Although most research into EMDR has examined its use in people with PTSD, EMDR is sometimes used experimentally to treat many other psychological problems. They include:

How Effective Is EMDR?

More than 20,000 practitioners have been trained to use EMDR since psychologist Francine Shapiro developed the technique in 1989. While walking through the woods one day, Shapiro happened to notice that her own negative emotions lessened as her eyes darted from side to side. Then, she found the same positive effect in patients.

EMDR appears to be a safe therapy, with no negative side effects. Still, despite its increasing use, mental health practitioners debate EMDR’s effectiveness. Critics note that most EMDR studies have involved only small numbers of participants. Other researchers, though, have shown the treatment’s effectiveness in published reports that consolidated data from several studies.

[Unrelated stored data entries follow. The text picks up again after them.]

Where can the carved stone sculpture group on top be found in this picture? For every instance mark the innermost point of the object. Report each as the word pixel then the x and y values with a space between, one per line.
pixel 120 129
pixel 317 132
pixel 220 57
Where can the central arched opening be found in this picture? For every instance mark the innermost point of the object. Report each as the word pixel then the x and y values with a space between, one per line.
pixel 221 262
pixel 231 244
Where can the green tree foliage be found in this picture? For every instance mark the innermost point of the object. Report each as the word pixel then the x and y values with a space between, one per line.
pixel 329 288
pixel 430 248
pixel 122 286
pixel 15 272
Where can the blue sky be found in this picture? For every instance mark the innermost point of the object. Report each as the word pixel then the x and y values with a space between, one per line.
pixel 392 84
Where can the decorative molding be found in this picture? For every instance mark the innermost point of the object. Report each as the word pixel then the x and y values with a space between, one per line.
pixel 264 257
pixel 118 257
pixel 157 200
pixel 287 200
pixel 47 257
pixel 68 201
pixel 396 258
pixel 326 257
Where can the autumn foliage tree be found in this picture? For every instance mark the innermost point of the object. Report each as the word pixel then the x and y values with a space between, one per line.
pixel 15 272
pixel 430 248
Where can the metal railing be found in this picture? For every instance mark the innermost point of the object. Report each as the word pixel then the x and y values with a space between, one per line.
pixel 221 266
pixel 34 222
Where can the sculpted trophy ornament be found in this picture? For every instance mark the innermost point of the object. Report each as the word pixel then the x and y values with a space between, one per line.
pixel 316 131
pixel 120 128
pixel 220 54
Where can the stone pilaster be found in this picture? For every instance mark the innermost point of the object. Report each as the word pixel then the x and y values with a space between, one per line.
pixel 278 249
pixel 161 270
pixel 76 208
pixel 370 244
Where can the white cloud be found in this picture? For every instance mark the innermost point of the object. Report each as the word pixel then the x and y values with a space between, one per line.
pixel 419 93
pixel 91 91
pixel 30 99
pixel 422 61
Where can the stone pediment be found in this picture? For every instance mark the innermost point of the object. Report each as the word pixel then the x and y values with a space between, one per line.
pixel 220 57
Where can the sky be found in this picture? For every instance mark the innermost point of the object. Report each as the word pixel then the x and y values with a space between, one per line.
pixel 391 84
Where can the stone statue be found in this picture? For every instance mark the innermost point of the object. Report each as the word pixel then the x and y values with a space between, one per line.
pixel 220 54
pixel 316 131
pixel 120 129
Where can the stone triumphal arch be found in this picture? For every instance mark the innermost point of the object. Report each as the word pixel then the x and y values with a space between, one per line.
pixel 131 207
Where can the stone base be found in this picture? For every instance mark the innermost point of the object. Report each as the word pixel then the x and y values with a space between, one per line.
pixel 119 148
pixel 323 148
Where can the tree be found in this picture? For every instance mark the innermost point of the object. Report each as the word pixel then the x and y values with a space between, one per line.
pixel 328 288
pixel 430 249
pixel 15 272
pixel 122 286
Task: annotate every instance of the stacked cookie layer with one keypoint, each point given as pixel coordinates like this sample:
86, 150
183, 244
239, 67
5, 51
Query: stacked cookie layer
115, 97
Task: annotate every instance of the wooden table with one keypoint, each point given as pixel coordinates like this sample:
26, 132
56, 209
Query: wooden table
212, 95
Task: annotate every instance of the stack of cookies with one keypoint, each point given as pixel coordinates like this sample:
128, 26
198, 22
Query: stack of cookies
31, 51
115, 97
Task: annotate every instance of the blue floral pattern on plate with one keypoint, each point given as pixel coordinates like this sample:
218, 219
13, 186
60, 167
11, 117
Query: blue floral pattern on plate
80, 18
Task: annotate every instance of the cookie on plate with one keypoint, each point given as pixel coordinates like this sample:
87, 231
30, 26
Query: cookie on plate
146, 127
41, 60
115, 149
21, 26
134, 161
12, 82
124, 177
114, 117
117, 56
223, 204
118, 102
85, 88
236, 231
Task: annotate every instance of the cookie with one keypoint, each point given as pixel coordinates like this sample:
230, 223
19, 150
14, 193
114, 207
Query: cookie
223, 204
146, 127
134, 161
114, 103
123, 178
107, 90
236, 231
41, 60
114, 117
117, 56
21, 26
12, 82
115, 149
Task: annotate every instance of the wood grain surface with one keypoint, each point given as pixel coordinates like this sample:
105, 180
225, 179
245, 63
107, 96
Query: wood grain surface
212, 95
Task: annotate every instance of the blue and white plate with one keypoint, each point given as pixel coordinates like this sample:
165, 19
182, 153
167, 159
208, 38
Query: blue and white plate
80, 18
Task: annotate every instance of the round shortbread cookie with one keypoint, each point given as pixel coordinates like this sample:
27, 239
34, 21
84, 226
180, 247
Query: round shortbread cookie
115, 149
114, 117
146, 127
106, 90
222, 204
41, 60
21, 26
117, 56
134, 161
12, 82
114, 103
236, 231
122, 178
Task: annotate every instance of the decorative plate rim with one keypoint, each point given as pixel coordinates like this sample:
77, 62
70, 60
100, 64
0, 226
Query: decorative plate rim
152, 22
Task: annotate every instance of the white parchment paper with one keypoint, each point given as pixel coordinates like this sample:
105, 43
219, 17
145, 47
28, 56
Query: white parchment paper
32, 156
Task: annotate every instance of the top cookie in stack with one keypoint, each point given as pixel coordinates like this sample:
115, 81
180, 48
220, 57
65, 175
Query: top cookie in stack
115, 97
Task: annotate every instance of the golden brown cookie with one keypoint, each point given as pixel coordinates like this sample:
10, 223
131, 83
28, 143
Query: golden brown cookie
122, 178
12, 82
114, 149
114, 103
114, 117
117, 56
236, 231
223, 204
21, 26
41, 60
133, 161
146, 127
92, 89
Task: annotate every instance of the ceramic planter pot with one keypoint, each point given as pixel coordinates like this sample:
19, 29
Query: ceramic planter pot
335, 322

What Do the Guidelines Recommend?

Guidelines issued by more than one professional organization have recently boosted the credibility of EMDR. These guidelines define who may benefit from the treatment.

For example:

  • The American Psychiatric Association (APA) has noted that EMDR is effective for treating symptoms of acute and chronic PTSD. According to the APA, EMDR may be particularly useful for people who have trouble talking about the traumatic events they’ve experienced. The APA guidelines note that other research is needed to tell whether improvements from EMDR can be sustained over time.
  • The Department of Veterans Affairs and the Department of Defense have jointly issued clinical practice guidelines. These guidelines “strongly recommended” EDMR for the treatment of PTSD in both military and non-military populations. They also note that this approach has been as effective as other psychological treatments in some studies, and less effective in others.

Maybe we need to stop talking, whilst dominated by the fear of being caught in a moment of emotional vulnerability and being punished for it.

I am sure that our amazing Aviation Psychology Team, will start to consider the use EMDR as an additional tool to promote resilience and help Aviators to resolve some pressing issues in a less challenging manner.